Speeding up INSERTs on MySQL

Was working on a problem today that required a lot of bulk inserts to a MySQL table. I was getting about 200 inserts/second on my development system, which is OK considering there was some minor processing going on.

Since some batches can contain well over a million rows, I started working on how to optimise these queries so we can get them in there faster.

Firstly, watch your indexes on the table. Obviously the more indexes you have on the table the more work the DB has to do on INSERT to maintain them.

Second, if possible, ditch your ORM. Instead of building and hydrating objects for each row in the table used direct/prepared queries. Most ORMs worth their salt can handle this. i.e.
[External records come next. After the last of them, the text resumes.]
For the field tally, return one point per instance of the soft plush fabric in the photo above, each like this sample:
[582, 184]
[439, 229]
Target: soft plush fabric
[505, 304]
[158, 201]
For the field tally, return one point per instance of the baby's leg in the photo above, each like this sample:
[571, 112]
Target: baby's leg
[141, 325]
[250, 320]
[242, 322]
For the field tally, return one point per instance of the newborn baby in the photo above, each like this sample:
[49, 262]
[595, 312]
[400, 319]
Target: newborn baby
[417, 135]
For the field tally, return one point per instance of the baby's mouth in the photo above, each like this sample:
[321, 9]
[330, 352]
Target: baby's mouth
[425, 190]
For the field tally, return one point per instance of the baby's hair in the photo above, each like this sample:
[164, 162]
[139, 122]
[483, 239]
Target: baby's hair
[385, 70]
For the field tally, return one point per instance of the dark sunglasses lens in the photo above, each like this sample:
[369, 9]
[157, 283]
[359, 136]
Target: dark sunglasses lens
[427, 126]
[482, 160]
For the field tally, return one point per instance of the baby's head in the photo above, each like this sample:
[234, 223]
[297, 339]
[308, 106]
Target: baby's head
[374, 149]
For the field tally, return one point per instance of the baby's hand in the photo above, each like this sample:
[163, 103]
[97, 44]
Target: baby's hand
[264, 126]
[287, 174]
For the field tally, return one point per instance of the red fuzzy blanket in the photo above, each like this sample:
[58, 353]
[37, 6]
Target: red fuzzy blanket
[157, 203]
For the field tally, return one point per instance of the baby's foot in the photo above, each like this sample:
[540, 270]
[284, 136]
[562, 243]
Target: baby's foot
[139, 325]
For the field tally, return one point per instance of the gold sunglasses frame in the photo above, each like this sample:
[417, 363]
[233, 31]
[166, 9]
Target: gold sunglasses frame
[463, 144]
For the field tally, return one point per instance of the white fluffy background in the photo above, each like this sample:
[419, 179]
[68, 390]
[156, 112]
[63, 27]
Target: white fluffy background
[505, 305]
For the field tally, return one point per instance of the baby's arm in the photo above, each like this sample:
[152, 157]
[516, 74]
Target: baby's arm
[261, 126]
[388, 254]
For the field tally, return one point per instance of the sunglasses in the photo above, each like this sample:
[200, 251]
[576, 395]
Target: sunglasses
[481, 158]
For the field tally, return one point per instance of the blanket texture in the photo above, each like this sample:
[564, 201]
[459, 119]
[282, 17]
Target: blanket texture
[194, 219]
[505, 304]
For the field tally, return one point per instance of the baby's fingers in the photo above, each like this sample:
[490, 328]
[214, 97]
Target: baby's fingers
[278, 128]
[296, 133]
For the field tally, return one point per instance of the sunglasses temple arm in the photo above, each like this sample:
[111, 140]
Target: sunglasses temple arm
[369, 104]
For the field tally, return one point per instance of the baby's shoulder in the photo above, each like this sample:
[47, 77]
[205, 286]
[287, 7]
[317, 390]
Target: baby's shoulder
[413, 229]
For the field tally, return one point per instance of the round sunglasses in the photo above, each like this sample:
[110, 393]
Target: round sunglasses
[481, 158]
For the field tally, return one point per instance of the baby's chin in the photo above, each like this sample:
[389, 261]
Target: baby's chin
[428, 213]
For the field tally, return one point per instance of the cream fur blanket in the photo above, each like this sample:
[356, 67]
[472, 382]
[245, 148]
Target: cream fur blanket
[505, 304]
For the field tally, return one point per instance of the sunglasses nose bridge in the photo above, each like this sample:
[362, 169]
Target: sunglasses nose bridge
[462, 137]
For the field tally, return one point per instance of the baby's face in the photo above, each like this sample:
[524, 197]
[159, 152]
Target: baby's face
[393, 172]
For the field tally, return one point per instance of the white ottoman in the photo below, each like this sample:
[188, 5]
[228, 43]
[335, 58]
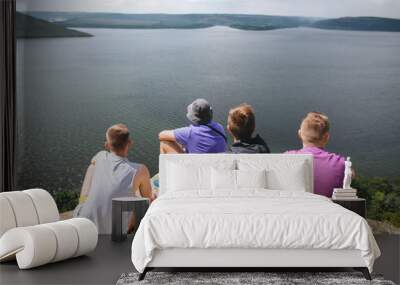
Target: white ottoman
[31, 232]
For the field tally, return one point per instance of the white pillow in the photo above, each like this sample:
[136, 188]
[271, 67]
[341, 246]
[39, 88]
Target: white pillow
[227, 179]
[183, 177]
[251, 178]
[188, 175]
[223, 179]
[281, 175]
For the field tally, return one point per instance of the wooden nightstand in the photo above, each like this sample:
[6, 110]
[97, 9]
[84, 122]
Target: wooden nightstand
[358, 205]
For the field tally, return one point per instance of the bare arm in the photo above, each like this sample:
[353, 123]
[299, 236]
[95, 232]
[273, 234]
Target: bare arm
[167, 135]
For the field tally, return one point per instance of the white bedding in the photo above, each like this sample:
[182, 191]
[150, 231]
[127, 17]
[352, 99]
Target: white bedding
[250, 219]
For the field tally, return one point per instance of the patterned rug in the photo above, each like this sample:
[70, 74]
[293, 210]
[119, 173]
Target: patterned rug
[243, 278]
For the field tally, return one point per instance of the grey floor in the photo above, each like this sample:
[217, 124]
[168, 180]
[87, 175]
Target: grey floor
[110, 260]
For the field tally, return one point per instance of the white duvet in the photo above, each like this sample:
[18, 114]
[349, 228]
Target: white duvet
[250, 219]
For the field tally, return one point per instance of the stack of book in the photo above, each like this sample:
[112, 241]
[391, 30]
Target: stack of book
[344, 194]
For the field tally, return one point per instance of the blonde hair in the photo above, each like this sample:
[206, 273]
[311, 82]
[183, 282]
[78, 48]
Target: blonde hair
[241, 121]
[117, 136]
[314, 127]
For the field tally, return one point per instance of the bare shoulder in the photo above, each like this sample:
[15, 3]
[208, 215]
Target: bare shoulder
[98, 156]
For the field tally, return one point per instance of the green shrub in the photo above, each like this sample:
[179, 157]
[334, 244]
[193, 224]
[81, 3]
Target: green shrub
[383, 197]
[66, 200]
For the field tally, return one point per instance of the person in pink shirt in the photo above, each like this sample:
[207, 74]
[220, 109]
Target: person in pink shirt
[328, 167]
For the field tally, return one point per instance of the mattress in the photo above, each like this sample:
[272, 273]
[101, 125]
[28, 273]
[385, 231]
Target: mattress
[250, 219]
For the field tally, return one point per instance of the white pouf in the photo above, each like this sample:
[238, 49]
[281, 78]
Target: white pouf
[31, 232]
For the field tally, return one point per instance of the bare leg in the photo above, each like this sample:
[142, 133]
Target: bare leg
[141, 182]
[170, 147]
[86, 184]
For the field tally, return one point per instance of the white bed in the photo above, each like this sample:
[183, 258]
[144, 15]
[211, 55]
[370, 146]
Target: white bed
[202, 219]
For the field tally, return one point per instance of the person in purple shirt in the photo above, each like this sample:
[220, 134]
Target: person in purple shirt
[202, 136]
[328, 167]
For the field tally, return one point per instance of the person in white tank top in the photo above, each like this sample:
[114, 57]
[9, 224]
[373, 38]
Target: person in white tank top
[112, 175]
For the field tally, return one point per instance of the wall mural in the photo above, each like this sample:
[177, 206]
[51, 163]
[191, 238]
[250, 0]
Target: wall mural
[85, 66]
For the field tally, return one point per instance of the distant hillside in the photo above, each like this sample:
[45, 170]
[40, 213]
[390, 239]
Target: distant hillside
[359, 24]
[172, 21]
[30, 27]
[192, 21]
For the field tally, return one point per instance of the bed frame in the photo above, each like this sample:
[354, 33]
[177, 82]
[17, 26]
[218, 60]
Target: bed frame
[250, 259]
[240, 259]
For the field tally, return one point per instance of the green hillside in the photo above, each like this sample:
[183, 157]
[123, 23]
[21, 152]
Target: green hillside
[30, 27]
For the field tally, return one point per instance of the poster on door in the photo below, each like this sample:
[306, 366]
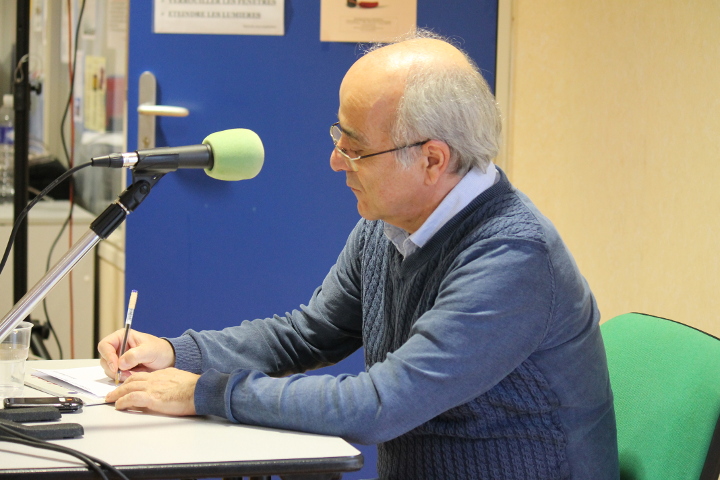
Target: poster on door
[222, 17]
[366, 21]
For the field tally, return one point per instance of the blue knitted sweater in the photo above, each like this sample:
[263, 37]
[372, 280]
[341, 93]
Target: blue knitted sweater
[483, 353]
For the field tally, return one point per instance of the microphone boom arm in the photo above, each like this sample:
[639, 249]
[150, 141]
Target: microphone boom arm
[100, 229]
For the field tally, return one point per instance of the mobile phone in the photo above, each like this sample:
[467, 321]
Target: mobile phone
[64, 404]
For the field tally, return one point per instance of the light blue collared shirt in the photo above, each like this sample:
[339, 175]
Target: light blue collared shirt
[472, 184]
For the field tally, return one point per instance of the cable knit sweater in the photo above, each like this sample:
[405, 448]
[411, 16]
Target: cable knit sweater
[483, 354]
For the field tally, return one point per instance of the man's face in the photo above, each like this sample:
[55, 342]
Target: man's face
[385, 190]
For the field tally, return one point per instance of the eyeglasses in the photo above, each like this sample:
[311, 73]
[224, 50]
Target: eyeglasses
[336, 133]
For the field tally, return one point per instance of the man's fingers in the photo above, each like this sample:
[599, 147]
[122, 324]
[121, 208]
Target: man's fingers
[138, 400]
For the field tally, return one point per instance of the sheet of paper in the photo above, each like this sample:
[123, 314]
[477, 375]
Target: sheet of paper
[90, 379]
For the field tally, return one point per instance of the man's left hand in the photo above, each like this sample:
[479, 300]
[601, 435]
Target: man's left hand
[169, 391]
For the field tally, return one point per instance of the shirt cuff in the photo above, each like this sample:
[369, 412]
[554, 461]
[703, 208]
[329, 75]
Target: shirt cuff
[187, 354]
[210, 394]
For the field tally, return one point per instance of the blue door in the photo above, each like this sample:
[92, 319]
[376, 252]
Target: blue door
[205, 254]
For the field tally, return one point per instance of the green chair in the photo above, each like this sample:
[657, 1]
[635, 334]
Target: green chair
[666, 383]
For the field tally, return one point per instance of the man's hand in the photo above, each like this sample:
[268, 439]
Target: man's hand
[144, 353]
[170, 391]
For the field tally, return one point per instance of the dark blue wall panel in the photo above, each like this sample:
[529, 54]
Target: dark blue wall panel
[205, 254]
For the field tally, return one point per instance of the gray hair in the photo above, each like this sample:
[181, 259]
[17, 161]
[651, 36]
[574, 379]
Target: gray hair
[454, 105]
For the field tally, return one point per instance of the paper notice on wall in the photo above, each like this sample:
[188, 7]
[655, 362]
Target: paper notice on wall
[363, 21]
[224, 17]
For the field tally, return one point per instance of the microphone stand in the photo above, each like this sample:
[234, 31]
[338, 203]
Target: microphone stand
[100, 229]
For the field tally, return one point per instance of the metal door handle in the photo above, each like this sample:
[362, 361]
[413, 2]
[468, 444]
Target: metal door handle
[148, 110]
[163, 110]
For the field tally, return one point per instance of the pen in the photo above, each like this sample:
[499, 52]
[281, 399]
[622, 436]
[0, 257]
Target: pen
[128, 323]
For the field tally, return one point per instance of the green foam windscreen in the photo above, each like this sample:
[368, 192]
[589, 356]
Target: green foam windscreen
[238, 154]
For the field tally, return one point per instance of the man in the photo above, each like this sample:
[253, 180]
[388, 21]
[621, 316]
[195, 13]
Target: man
[483, 353]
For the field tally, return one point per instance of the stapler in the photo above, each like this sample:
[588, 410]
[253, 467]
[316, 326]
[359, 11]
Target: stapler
[13, 418]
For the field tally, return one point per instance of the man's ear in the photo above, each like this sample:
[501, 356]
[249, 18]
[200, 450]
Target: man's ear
[437, 160]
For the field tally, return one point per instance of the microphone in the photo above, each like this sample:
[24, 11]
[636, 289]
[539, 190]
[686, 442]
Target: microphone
[235, 154]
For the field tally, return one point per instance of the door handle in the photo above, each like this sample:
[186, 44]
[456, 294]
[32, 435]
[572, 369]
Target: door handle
[148, 110]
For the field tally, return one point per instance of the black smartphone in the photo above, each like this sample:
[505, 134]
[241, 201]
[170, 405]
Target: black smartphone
[64, 404]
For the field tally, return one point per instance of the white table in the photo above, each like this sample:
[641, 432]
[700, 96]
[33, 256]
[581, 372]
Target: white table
[156, 446]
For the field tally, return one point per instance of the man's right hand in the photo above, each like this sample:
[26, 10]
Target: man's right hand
[144, 353]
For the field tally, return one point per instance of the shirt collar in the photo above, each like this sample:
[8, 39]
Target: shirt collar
[470, 186]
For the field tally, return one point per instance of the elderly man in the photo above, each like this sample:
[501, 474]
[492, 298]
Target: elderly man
[483, 355]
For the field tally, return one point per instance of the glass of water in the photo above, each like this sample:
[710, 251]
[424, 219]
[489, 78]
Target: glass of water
[13, 354]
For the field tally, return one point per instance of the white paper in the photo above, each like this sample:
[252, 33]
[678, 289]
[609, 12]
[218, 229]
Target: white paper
[361, 21]
[229, 17]
[90, 379]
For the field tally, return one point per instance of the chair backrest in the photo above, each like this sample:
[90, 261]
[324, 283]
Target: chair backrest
[666, 384]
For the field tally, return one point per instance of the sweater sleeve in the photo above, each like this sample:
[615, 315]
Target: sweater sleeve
[322, 333]
[491, 313]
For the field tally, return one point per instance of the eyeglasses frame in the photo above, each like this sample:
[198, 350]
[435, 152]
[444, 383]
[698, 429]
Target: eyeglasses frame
[350, 161]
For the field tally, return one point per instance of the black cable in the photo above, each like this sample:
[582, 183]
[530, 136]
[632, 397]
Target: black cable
[16, 437]
[47, 269]
[31, 204]
[72, 83]
[50, 446]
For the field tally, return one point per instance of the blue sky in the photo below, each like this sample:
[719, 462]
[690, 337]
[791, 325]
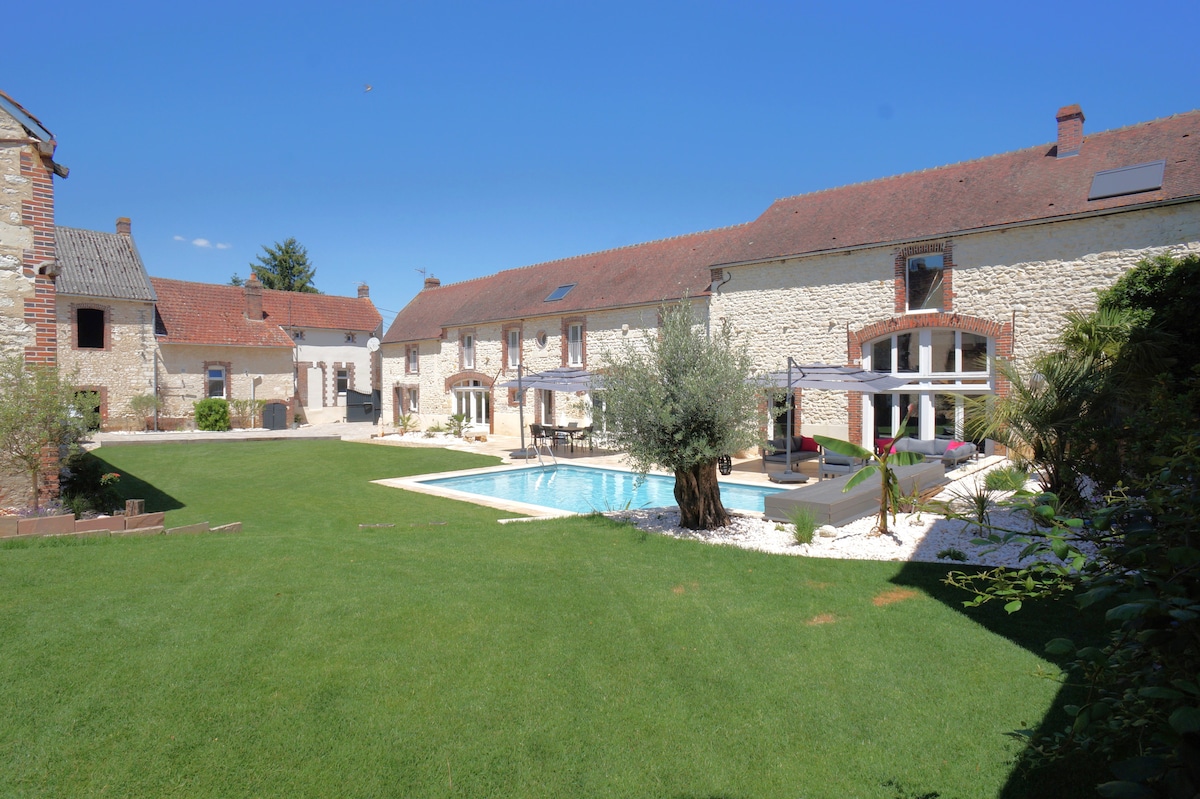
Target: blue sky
[499, 134]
Propel can give you direct access to the underlying PDO connection to use your prepared statements.

/** @var $con PDO */
$con = Propel::getConnection();

Obviously if you have business logic tied up in your objects, it’s best to use them instead of duplicating code.

Third, lock the table for a batch of inserts. Here’s some sample code

$i = 0;
$con = Propel::getConnection;
$con->beginTransaction();
 
foreach ($rowsToInsert as $row) {
 
  if ($i % 100 == 0) {
    $con->commit();
    $con->beginTransaction();
  }
 
  TablePeer::insertUsingPreparedStatement($row);
  $i++;
}

If your using MyISAM you can lock the table using the LOCK TABLE statement

$con->exec('LOCK TABLES table_name WRITE');
$con->exec('UNLOCK TABLES');

Depending on how important your data is you can change the (100) value in the $i % conditional to higher or lower. The reason this speeds up Inserts so much is that MySQL won’t flush it’s write cache to the disk until the transaction is finished, as opposed to every INSERT statement. However, having unflushed data in your cache is dangerous because it may disappear if something happens to the DB server, or get rolled back if your script carks it. Also, since a transaction/lock table call will stop all other access to the table, if it’s frequently read from those queries will be waiting on locks, so it’s good to refresh them frequently.

Using these three methods I almost tripled the performance of my script which now inserts between 550-600 rows per second. Win!

There’s some more tips over here in the MySQL manual and some of the comments are quite helpful too.